In terms of my own experience, I offer a few points. This is by no means a comprehensive list of the issues I had, but just a few of the highlights in order to offer a taste of what sort of company this is.
1. Regus lures clients in the door with promises of cheap rent and first-class accommodations. This is half true – the offices are nice. However, the rates you see advertised are terribly misleading. For example, the competition in the area quotes rates inclusive of most ancillary services, while Regus does not. Want a phone? $100/mo. Want a phone line? That’s another $50/mo. Internet connection? $100/mo. Want to use the kitchen or a conference room? No joke – those too cost extra. Don’t go in thinking you’re getting a deal -- these guys are priced above the high-end of the market.
2. My billing was a disaster every single month, and never were the errors in my favor. Regus offers the option to have your rent billed to your credit card each month. This seems like a great deal – get air miles while paying your rent. WRONG. This was just an opportunity for Regus to continually overbill be and, I suppose, hope I would not notice. I don’t think in all my time at Regus that my credit card charge for a given month ever equaled my invoice. The central billing is a disaster, which makes it very tough to get them to reverse inaccurate charges. I spent a lot of time fighting with Regus each month over my bill.
3. When you leave Regus, per the contract you are automatically entered into a transitional services agreement. What this basically means is that Regus will collect your mail for 3 months for $250/mo. Again, this is mandatory, and is something the competition offers for free when clients leave. In my view this is a $750 tax for leaving Regus. Classy.
4. When I left Regus it was IMPOSSIBLE to get my damage deposit refunded, and Regus takes as a deposit the equivalent of 2 month’s rent, so the amount is not immaterial. Most of the other vendors I have found do not ask for any sort of damage deposit, but Regus does. Bottom line: don’t plan to get your damage deposit returned when you leave.
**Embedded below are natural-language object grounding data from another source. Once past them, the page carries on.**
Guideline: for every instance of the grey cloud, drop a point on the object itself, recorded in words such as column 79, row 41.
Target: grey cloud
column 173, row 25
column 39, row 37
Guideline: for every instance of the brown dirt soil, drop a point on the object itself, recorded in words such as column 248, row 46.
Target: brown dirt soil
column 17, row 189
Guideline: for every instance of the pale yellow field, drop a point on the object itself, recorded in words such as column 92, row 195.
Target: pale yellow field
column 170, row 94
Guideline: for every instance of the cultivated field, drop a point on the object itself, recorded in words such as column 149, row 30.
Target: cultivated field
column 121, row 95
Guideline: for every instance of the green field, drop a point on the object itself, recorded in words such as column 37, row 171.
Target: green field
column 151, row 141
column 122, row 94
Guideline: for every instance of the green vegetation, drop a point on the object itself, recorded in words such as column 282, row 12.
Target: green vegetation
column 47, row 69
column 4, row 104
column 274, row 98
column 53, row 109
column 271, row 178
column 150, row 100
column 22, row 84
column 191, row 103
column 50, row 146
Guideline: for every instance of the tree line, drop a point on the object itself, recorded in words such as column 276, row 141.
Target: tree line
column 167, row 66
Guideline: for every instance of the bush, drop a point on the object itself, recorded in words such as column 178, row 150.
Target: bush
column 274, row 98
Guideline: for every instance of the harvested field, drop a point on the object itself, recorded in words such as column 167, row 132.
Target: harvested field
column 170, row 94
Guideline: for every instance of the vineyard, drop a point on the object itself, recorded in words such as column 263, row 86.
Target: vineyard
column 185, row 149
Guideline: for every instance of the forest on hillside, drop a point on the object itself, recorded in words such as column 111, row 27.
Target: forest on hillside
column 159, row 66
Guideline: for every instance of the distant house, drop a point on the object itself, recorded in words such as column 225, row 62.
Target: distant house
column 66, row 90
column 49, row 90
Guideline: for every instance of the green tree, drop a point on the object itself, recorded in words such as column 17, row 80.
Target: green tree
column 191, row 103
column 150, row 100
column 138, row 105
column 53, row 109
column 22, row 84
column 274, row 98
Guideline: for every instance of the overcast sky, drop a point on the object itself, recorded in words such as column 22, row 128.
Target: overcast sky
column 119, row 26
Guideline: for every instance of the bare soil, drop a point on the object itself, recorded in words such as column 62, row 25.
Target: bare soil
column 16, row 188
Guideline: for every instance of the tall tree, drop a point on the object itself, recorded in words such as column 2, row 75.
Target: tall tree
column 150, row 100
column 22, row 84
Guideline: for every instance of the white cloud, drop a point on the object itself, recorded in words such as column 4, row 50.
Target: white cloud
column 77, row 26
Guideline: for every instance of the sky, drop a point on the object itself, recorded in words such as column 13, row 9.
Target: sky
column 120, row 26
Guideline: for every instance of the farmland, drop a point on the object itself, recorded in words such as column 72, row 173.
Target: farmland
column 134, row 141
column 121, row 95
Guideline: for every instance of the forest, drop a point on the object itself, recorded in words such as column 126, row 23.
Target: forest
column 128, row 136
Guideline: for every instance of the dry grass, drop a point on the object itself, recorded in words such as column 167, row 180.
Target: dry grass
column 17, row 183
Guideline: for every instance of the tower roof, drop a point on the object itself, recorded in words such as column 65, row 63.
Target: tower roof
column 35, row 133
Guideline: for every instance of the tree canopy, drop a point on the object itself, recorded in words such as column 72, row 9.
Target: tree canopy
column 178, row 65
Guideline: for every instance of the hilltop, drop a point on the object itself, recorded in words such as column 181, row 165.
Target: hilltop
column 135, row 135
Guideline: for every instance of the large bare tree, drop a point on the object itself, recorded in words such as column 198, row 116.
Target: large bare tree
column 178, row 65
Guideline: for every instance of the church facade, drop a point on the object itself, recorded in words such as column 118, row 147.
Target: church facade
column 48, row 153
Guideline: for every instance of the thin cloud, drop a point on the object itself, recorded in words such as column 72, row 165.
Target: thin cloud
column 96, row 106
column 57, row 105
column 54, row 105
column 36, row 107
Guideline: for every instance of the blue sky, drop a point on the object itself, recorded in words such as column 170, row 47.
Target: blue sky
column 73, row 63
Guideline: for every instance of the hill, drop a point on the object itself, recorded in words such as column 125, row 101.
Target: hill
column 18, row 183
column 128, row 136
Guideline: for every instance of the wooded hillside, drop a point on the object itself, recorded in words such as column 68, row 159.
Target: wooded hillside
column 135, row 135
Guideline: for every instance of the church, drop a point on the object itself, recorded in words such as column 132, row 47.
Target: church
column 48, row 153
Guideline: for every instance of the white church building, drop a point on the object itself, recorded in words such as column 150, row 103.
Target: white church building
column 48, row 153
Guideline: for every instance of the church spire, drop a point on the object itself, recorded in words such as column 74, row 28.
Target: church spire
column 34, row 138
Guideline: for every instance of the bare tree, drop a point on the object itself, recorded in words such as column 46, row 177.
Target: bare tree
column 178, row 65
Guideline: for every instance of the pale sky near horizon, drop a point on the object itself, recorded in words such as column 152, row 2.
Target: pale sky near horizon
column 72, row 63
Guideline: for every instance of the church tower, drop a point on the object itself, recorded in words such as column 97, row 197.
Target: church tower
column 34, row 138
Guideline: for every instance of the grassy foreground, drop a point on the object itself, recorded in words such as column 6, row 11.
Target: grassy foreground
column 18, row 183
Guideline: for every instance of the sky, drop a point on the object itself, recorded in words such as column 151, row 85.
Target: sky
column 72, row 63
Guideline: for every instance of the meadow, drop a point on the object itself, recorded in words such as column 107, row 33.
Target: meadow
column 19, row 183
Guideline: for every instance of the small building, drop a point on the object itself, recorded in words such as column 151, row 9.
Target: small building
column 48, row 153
5. If you do not cancel your agreement within 90 days of the lease term (maybe it was 60 days, but I think it was 90), Regus automatically renews your agreement for another term (if you were on a 1-year contract, they will renew you for another year, for example). So, if you happen to forget to cancel, you have a problem, and Regus will hold you to the agreement. This is a clever way to trap clients into staying with them who would otherwise leave. Thankfully I did not fall into this trap, but I did know people who did.
In the Portland area there are lots of alternatives for this type of service – Advantage, Stoutt, Corner Office, etc. These other firms are out there, but you have to look for them. Trust me, however, when I tell you that it is worth it. The people at Regus are not ethical, which is very well documented.